18 October, 2016Our Office’s experience talking with Aboriginal children and young people was confirmed in a consultation with young people earlier this year. They told us that the same messages and artwork that appeal to other young people may not connect with Aboriginal and Torres Strait Islander young people.
‘ hand drawn images – they are made by heart, computer generated images are made by nothing’
Aboriginal young person at the
Tandanya consultation in January 2016
Charter of Rights coordinator Nicole Pilkington said, ‘We wanted to create something that Aboriginal and Torres Strait islander young people, all Aboriginal people, would not only read but would be happy to have on their walls.
‘We were fortunate to connect with Ramindjeri/Ngarrindjeri artist Teresa Walker.

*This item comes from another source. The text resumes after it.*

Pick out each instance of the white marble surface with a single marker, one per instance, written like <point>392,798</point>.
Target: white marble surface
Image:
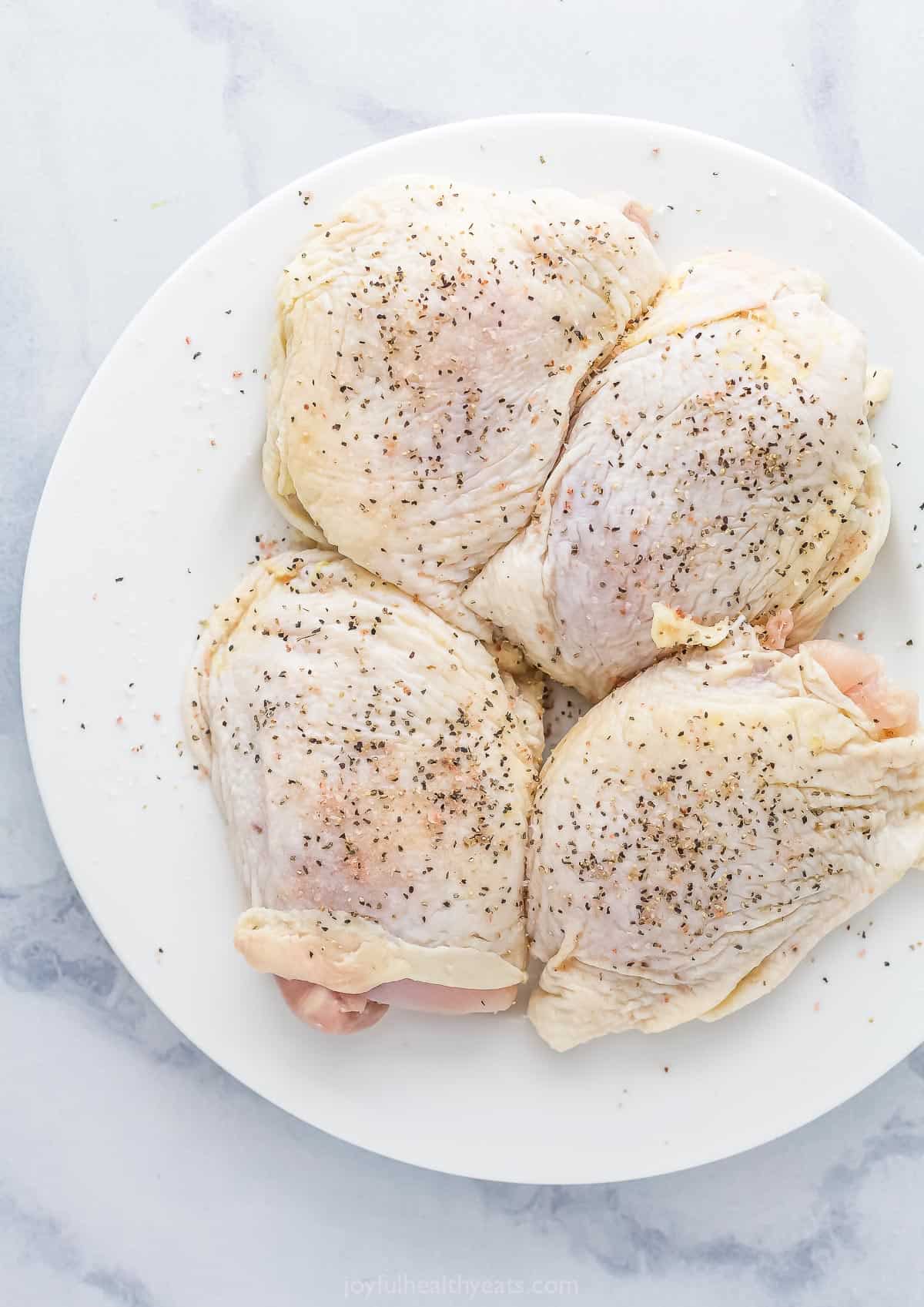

‘Teresa’s work has strong cultural influences and also has a modern vibrancy and energy that makes it stand out.
‘The messages about the rights of children and young people in care will be essentially the same but tailored to the culture and aesthetics of Aboriginal and Torres Strait Islander people.’
Teresa’s work will form the basis of a large poster that talks about four main rights that will also be available in smaller sizes. She will be working closely with designers Sue and Chris from SD Design who produced the new booklets and posters for the 2016 re-launch of the Charter of Rights.
The posters will be published in October and will be available to agencies that have endorsed the Charter of Rights via the Guardian’s materials ordering page.